Participating in the stock market, if you don't know what you are doing, is the riskiest type of investment vehicle you can get into. However, with that high level of risk comes a high level of reward. As a participant in this game, you have to first understand that risk and build a portfolio using only investible assets meaning, ONLY USE MONEY YOU CAN AFFORD TO LOOSE! This is the point where most people make their mistakes and end up in financial distress. Know what you are doing, and don't let the "greed glands" grow.

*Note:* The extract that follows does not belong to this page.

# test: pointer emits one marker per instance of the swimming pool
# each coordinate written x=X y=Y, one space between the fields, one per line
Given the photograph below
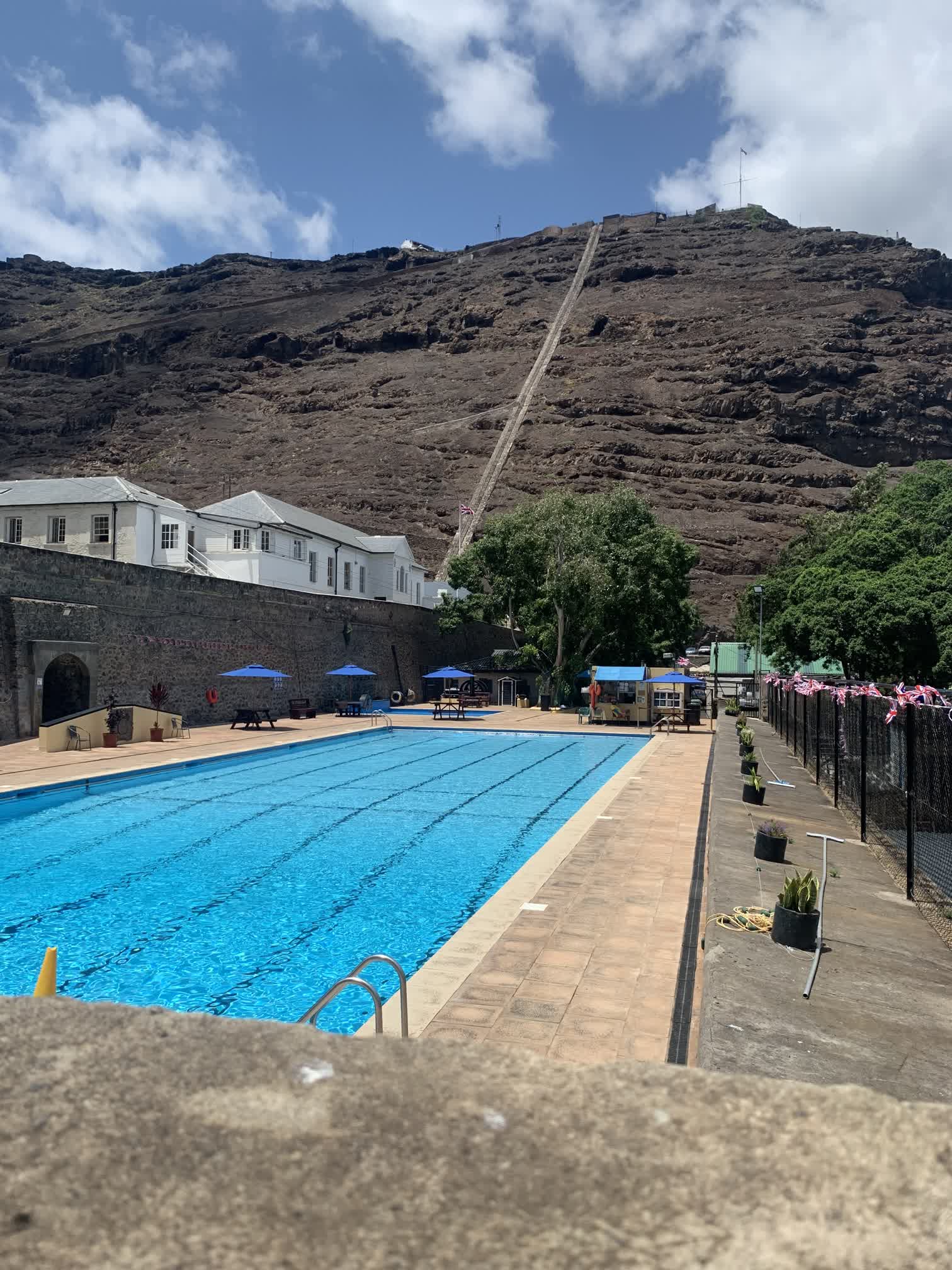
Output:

Also, understand that the markets will always have dips and slides. A healthy market, like a good stock or index will have to have some sort of upward and downward movements every now and then. Without these changes, there would be no movement in the market and thus no profits to be made. As the old adage goes, "What goes up, must come down." The problem that the average investor doesn't understand is when a stock price goes down, it doesn't mean it is a bad thing, nor does it mean you lost money. It just implies you've lost some earnings in the short term, and possibly missed an opportunity to make some profits.
The common mistake:
In the stock markets, a loss is only incurred if you sell your stock when the price drops below your buy price. Meaning, if you buy a stock at $5/share today and the stock drops to $3/share tomorrow and you sell, then you lost $2/share.
What professional investors know is inevitibley the market will correct itself and the price will go up again. Professional investors know not to let their emotions take over, not to give into fear of loss, and most of all, NOT to take a LOSS! Another classic adage, "You don't invest to buy high and sell low."
The moral of the story: There is no space for emotions in the open market. Investing isn't personal, it is business. And most importantly, only invest what you are willing or able to lose.